Insulin is a hormone produced by the pancreas that helps regulate glucose (blood sugar) levels. The cirrhotic liver does not respond to insulin. Thus, glucose cannot enter the cells and stays elevated in the blood (diabetes). People with cirrhosis are not able to mobilize glucose out of the body’s reserves, and they can easily develop low blood sugar (hypoglycemia).

Diagnosis of Alpha-1 Liver Disease

To establish a diagnosis of Alpha-1 liver disease, the doctor will perform these tests:

  • Alpha-1 antitrypsin level, phenotype, and/or genotype in the blood
  • Ultrasound or computed tomography of the liver to measure liver size, the blood flow within the liver and the echogenicity (Increased echogenicity means higher chance of scar formation, fatty accumulation or cirrhosis of the liver.)
  • Biopsy or elastography to quantify the amount and distribution of the scar tissue in relationship to the other liver structures (hepatocytes, blood vessels, bile ducts).

People with Alpha-1 and one or two Z genes or other at-risk Alpha-1 genes with liver disease should be followed on an annual basis with:

  • blood tests (liver panel, blood clotting tests, blood cell counts, renal function, tumor markers like alpha fetoprotein)
  • liver ultrasound
  • MELD score (a composite test based on blood test results) to determine the severity of liver disease

People with only the Z gene and no liver disease can have a liver panel and liver ultrasound less frequently.

Treatment of Alpha-1 Liver Disease

The cirrhosis associated with adult Alpha-1 liver disease should be treated the same as cirrhosis of any cause. This includes treatments to monitor portal hypertension (elevated blood pressure in the circulation of the liver); monitoring and treatment of esophageal varices; adjustment of medication doses to account for changes in metabolism of drugs in an injured liver; and other measures. If the liver disease continues to worsen in spite of these measures, liver transplantation is the only potential cure.

Severe infant liver failure in Alpha-1 is always treated with liver transplantation, which cures the disease by replacing the failing liver with a normal donor liver that has normal Alpha-1 genes. A successful liver transplant leads to normal blood and lung levels of normal alpha-1 antitrypsin protein. Liver transplant, in general, is a very successful procedure, but the availability of donor livers is outstripped by the demand. Sadly, some people who need a transplant may not be able to get one in time.

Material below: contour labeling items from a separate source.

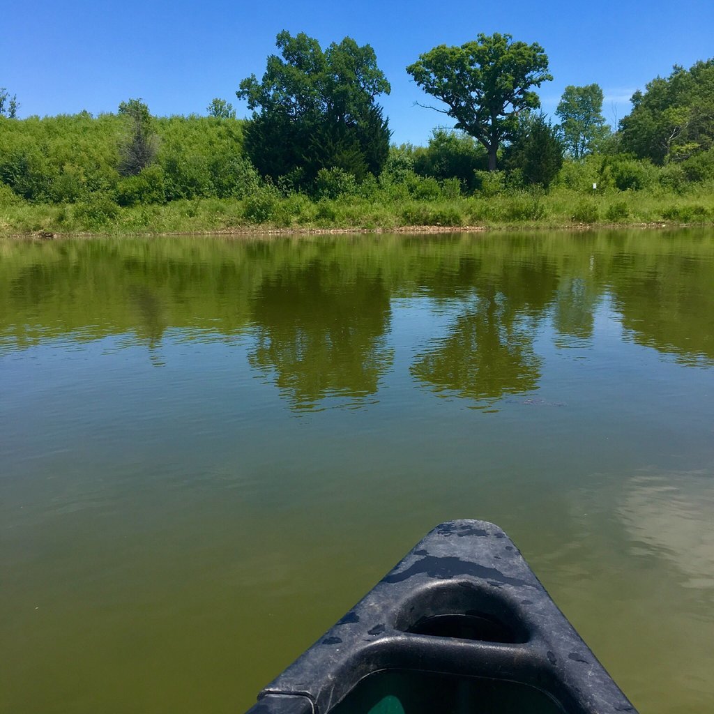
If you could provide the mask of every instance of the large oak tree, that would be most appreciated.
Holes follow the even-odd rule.
[[[540,106],[532,88],[553,79],[540,45],[514,42],[511,35],[498,32],[480,33],[458,47],[439,45],[406,71],[448,107],[431,109],[456,119],[456,129],[483,144],[489,171],[496,168],[499,146],[517,132],[518,113]]]

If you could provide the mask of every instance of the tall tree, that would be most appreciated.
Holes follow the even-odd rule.
[[[0,87],[0,116],[7,116],[10,119],[16,119],[19,106],[16,94],[10,96],[10,93],[4,87]]]
[[[121,146],[119,173],[136,176],[154,163],[159,150],[159,138],[152,127],[149,107],[141,99],[129,99],[119,104],[119,114],[129,121],[129,136]]]
[[[714,146],[714,59],[675,65],[632,96],[620,122],[622,147],[655,164],[681,161]]]
[[[603,90],[598,84],[569,84],[555,114],[560,118],[565,147],[573,159],[591,153],[609,134],[603,116]]]
[[[208,111],[208,116],[215,116],[218,119],[236,119],[236,110],[233,108],[233,104],[218,97],[211,100],[206,111]]]
[[[323,51],[287,31],[276,44],[282,57],[271,55],[262,80],[251,75],[236,93],[253,112],[245,146],[258,170],[273,178],[301,173],[306,183],[321,169],[378,174],[390,131],[376,98],[391,88],[374,50],[346,37]]]
[[[460,47],[439,45],[406,71],[448,107],[430,109],[456,119],[456,129],[486,148],[489,171],[496,169],[498,147],[515,135],[518,113],[540,106],[531,88],[553,79],[540,45],[514,42],[511,35],[498,32],[480,33]]]
[[[547,188],[563,166],[563,144],[555,129],[540,113],[524,112],[506,150],[508,169],[519,169],[526,183]]]

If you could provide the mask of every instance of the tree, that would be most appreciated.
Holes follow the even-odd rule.
[[[590,154],[609,134],[603,116],[603,90],[598,84],[569,84],[555,114],[561,120],[565,147],[575,159]]]
[[[632,96],[620,122],[621,145],[655,164],[683,161],[714,146],[714,59],[690,69],[675,65]]]
[[[7,104],[6,109],[5,107],[6,103]],[[4,87],[0,87],[0,116],[6,116],[9,119],[16,119],[19,106],[16,94],[10,96],[9,92]]]
[[[130,134],[121,147],[119,171],[122,176],[136,176],[156,158],[158,137],[151,126],[149,107],[141,99],[121,102],[119,114],[129,119]]]
[[[358,178],[379,174],[390,131],[376,99],[390,86],[374,50],[346,37],[323,51],[304,33],[284,30],[276,44],[282,57],[268,56],[262,80],[251,75],[236,93],[253,112],[245,147],[258,170],[306,185],[321,169]]]
[[[526,182],[547,188],[563,166],[563,144],[543,114],[524,112],[518,133],[506,151],[506,164],[518,169]]]
[[[406,68],[416,84],[448,107],[430,107],[456,120],[488,153],[488,170],[496,169],[498,147],[514,136],[518,115],[538,109],[531,87],[552,79],[548,56],[537,43],[513,42],[496,33],[460,47],[439,45]]]
[[[456,177],[461,186],[476,187],[475,171],[486,168],[488,157],[483,147],[463,131],[436,129],[426,149],[415,152],[414,171],[422,176],[443,180]]]
[[[206,111],[208,113],[208,116],[215,116],[218,119],[236,119],[236,110],[233,108],[233,104],[218,97],[211,100]]]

Children and adults diagnosed with one or two abnormal Z genes should be educated to avoid alcohol and medications or herbal products with liver toxicity. They should be immunized against hepatitis A and B, and against hepatitis C, when that immunization becomes available.

Family members of people with one or two abnormal Z genes should receive genetic counseling, as an early diagnosis of Alpha-1 liver disease in family members will have a significant effect on their prognosis.

 People with cirrhosis may receive treatment with:

  • vitamin supplements to help with clotting disorder and blood cell count
  • diuretics to help with the fluid retention
  • antibiotics to prevent infections of the ascites fluid or absorption of bacterial products from the gut
  • propranolol (a medication)
  • bands/clips/sclerosis (treatments for varices in the esophagus using a scope) or TIPS (transhepatic intraportal shunt, a surgical procedure) to help decrease the blood flow from the liver to the esophageal varices.

Life Expectancy with Alpha-1 Liver Disease

If you have one Z Alpha-1 gene and no liver disease, you have a normal life expectancy.

A quarter of people with two Z Alpha-1 genes will develop liver disease at some point in their lives. If the Alpha-1 liver disease progresses rapidly towards cirrhosis of the liver with complications, and you are not eligible for liver transplantations, then life expectancy can be greatly decreased.